MQBがあらゆる横置きパワートレインを想定して設計されたFF車用なのに対し、MEBはEV専用で、かつパワーエレクトロニクス・モーター・1速ギヤボックスを一体化したユニットをリヤに搭載するRR車用だ。
つまり、ID.3はフロントにエンジンを搭載しない前提で設計されているため、フロントタイヤの切れ角を大きく取りやすい。そのことが、ロングホイールベースの不利を補って余りあるほどの小回り性能をID.3にもたらした可能性が高い。
ただし、日本の道路・駐車場環境を考えると、全幅が1800mm、全幅が1550mmをわずかながらも超えているのは、決して好ましいことではない。
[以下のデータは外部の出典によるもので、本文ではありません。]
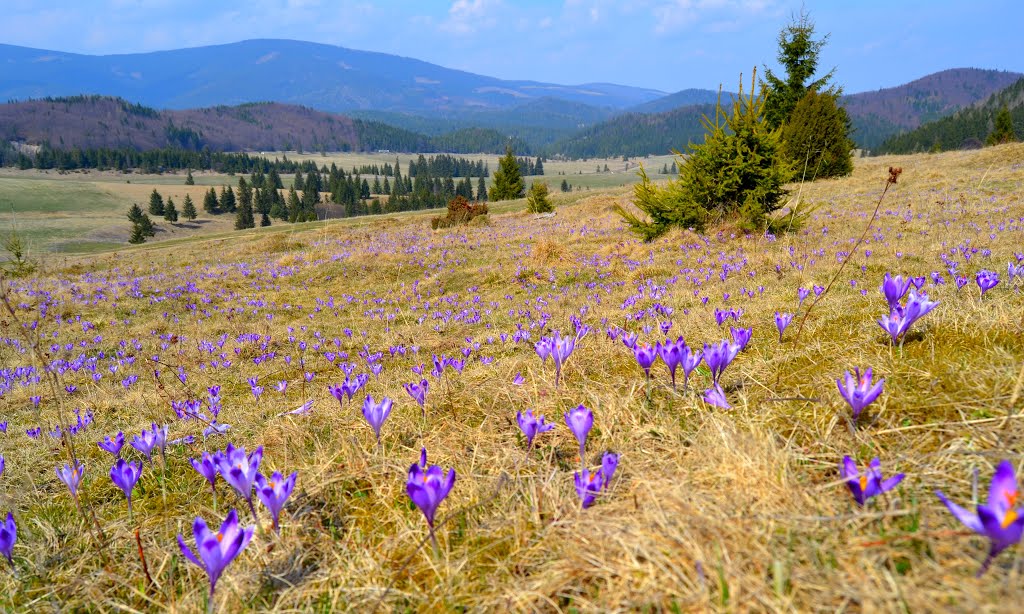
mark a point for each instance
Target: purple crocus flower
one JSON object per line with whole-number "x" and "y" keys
{"x": 113, "y": 445}
{"x": 718, "y": 356}
{"x": 216, "y": 551}
{"x": 427, "y": 487}
{"x": 716, "y": 396}
{"x": 240, "y": 470}
{"x": 672, "y": 355}
{"x": 858, "y": 390}
{"x": 580, "y": 422}
{"x": 8, "y": 536}
{"x": 590, "y": 484}
{"x": 987, "y": 280}
{"x": 868, "y": 483}
{"x": 530, "y": 426}
{"x": 206, "y": 466}
{"x": 691, "y": 358}
{"x": 145, "y": 442}
{"x": 274, "y": 492}
{"x": 740, "y": 337}
{"x": 781, "y": 322}
{"x": 125, "y": 475}
{"x": 561, "y": 348}
{"x": 376, "y": 413}
{"x": 997, "y": 519}
{"x": 72, "y": 477}
{"x": 645, "y": 356}
{"x": 419, "y": 393}
{"x": 894, "y": 289}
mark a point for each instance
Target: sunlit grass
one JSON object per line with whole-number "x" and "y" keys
{"x": 736, "y": 510}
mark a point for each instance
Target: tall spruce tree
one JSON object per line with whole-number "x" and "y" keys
{"x": 188, "y": 209}
{"x": 156, "y": 204}
{"x": 244, "y": 216}
{"x": 170, "y": 211}
{"x": 481, "y": 188}
{"x": 135, "y": 214}
{"x": 815, "y": 138}
{"x": 508, "y": 182}
{"x": 210, "y": 204}
{"x": 148, "y": 229}
{"x": 137, "y": 235}
{"x": 227, "y": 202}
{"x": 1003, "y": 132}
{"x": 798, "y": 53}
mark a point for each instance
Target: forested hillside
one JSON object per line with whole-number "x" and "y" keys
{"x": 879, "y": 115}
{"x": 967, "y": 128}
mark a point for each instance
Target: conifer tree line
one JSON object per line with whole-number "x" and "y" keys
{"x": 260, "y": 198}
特にこうしたコンパクトな実用タイプのEVは、例え航続距離が長くとも大都市圏ユーザーが短距離移動に使うのがメインとなるため、日本市場向けには何らかの対策が講じられることを願わずにはいられない。
ID.3はe-ゴルフに対しパワーは50kW、トルクは20Nm、最高速度は10km/hアップしており、高速道路での使用にも耐えられるよう性能向上が図られたことがうかがえる。
なお、ID.3の「1ST」には容量58kWh・航続距離420kmの、中間レベルにあたるバッテリーが搭載されるが、後に下位レベルにあたる容量45kWh・航続距離330km、上位レベルにあたる容量77kWh・航続距離550kmのバッテリーも設定される予定。
この下位レベルのバッテリーでも航続距離はe-ゴルフの1.65倍…いや、試験モードが従来のNEDCから、より実態に即したWLTPに変更されているため、実際には2倍近くに伸びていることだろう。
また、リヤにモーターユニットを搭載しながら、荷室容量はe-ゴルフと同等以上となっていることからも、EV専用プラットフォームとしたMEBのパッケージング効率の高さが見えてくる。